Overwatch 2 is testing a 6v6 return, but that alone won’t fix the game’s biggest problem


After recently promising to do so on social media, Overwatch 2 developer Blizzard Entertainment has finally addressed the topic of bringing the game back to its original 6v6 format in a new Director’s Take blog post posted on Thursday afternoon. Penned by game director Aaron Keller, the article goes over the benefits and drawbacks of both 5v5 and 6v6 in great detail, and confirms that the studio is “exploring how we can test different forms of 6v6 in the game to gauge the results” starting in Season 13.

The post is extensive and warrants a full read, but the TL;DR is that while 6v6 had high highs with a stronger emphasis on teamplay, creative tank synergies, and less pressure on individual players, the removal of a tank from each team when Overwatch became Overwatch 2 was intended to foster more active and satisfying FPS gameplay, reduce the prevalence of and need for crowd control stun abilities, and improve Overwatch’s infamous tank queue problem. Data shared by Blizzard shows that the overwhelming majority of players in the game matchmake as a damage or support hero, leading to lengthy queues as the system tries to find tanks for games.

Debates about whether Overwatch 2 should stay 5v5 or go back to 6v6 have raged for years now, but ultimately, I think there’s a deeper problem here: regardless of the game’s format, tank heroes largely haven’t been fun to play for a long time, and that’s something Blizzard hasn’t been able to fix in years of patches and balance updates.

Orisa’s turtle playstyle in Overwatch 1 was so problematic when paired with Sigma that Blizzard completely reworked her in Overwatch 2. (Image credit: Activision Blizzard)

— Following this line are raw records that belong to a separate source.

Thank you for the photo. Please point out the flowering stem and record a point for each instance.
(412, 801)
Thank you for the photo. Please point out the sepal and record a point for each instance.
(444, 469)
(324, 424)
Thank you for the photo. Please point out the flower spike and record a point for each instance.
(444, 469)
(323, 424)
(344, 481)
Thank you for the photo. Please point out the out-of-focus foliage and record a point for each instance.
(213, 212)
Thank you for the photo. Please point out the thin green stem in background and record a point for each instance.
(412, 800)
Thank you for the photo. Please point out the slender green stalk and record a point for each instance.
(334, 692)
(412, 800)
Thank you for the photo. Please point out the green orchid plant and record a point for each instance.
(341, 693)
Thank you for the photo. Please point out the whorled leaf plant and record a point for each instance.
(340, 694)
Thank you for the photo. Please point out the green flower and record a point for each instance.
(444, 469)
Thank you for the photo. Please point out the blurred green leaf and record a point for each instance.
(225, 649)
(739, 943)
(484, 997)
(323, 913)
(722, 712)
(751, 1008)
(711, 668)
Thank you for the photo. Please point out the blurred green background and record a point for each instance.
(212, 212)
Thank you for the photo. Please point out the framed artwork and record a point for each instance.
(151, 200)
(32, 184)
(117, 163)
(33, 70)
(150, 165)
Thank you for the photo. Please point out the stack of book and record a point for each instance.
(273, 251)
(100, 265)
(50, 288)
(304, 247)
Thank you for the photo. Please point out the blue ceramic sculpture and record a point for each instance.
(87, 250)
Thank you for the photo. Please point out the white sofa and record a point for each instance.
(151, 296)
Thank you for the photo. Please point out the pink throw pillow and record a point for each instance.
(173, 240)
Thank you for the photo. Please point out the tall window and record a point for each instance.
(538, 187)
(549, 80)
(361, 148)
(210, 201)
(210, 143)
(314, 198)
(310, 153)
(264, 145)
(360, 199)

In the 6v6 era, tank duo combinations were incredibly strong — two tanks who properly layered their defensive cooldowns could make both themselves and their allies feel unkillable — but as evidenced by the queue time issues at the time, this didn’t correlate to them actually being enjoyable. Excellent tank play could completely take over a match, but thanks to all the hard crowd control and debilitating effects that were in the game to counter it, the margin for error to make mistakes in felt almost non-existent. As a tank main, the pressure I felt to perform was crushing as a result, with even small errors often snowballing into being stunlocked and completely run over in the blink of an eye.